Churma Ladoo
Veg
Coarsely crushed wheat flour roasted in ghee with jaggery, cardamom, and poppy seeds, shaped into large round balls — the sweet component of the dal-baati-churma trinity. Intensely rich from the ghee and jaggery, eaten in small amounts as a dessert course after the savoury meal.
Cuisines
Rajasthani
Marwari
Best for
Dessert
Snacks
Recipe
Prep: 15 min
Cook: 30 min
Total: 45 min
2-3 servings
Ingredients
| 1 cup | whole wheat flour |
| 1/4 cup | ghee |
| 1/2 cup | powdered sugar |
| 1/4 teaspoon | cardamom powder |
| 2 tablespoons | chopped nuts (almonds, cashews) |
| 1 pinch | saffron strands |
| 1/4 cup | warm milk |
| 1/2 cup | ghee for frying |
Instructions
- 1 In a mixing bowl, combine whole wheat flour and 1/4 cup ghee. Mix well to form a crumbly texture.
- 2 Add warm milk gradually to the mixture and knead into a firm dough.
- 3 Divide the dough into small portions and shape them into round balls or muthiyas.

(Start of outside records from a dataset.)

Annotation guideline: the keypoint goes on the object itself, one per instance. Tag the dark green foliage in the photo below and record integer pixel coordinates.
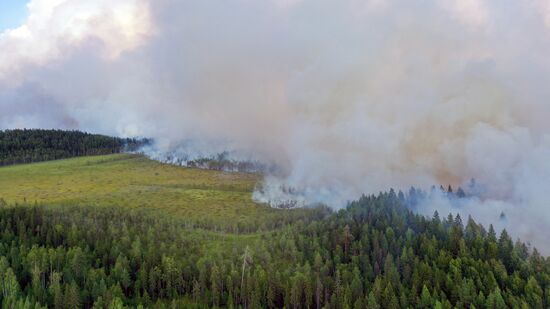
(26, 146)
(373, 254)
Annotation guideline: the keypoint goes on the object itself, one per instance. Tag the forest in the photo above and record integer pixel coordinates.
(373, 254)
(35, 145)
(134, 233)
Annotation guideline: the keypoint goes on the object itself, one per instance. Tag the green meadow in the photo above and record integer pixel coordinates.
(213, 199)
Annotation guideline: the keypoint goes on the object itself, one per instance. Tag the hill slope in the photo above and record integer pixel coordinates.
(121, 230)
(36, 145)
(205, 198)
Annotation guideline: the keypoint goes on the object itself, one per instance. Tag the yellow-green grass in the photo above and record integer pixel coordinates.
(134, 181)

- 4 Heat 1/2 cup ghee in a deep pan and fry the muthiyas on low heat until they turn golden brown. Remove and let them cool.
- 5 Once cooled, crumble the fried muthiyas into a coarse powder using your hands or a food processor.
- 6 In a large bowl, combine the crumbled mixture with powdered sugar, cardamom powder, chopped nuts, and saffron strands.
- 7 Mix well and shape the mixture into small, round ladoos.
- 8 Allow the ladoos to set for a few hours before serving.
Tips
For a richer taste, you can add more ghee while shaping the ladoos.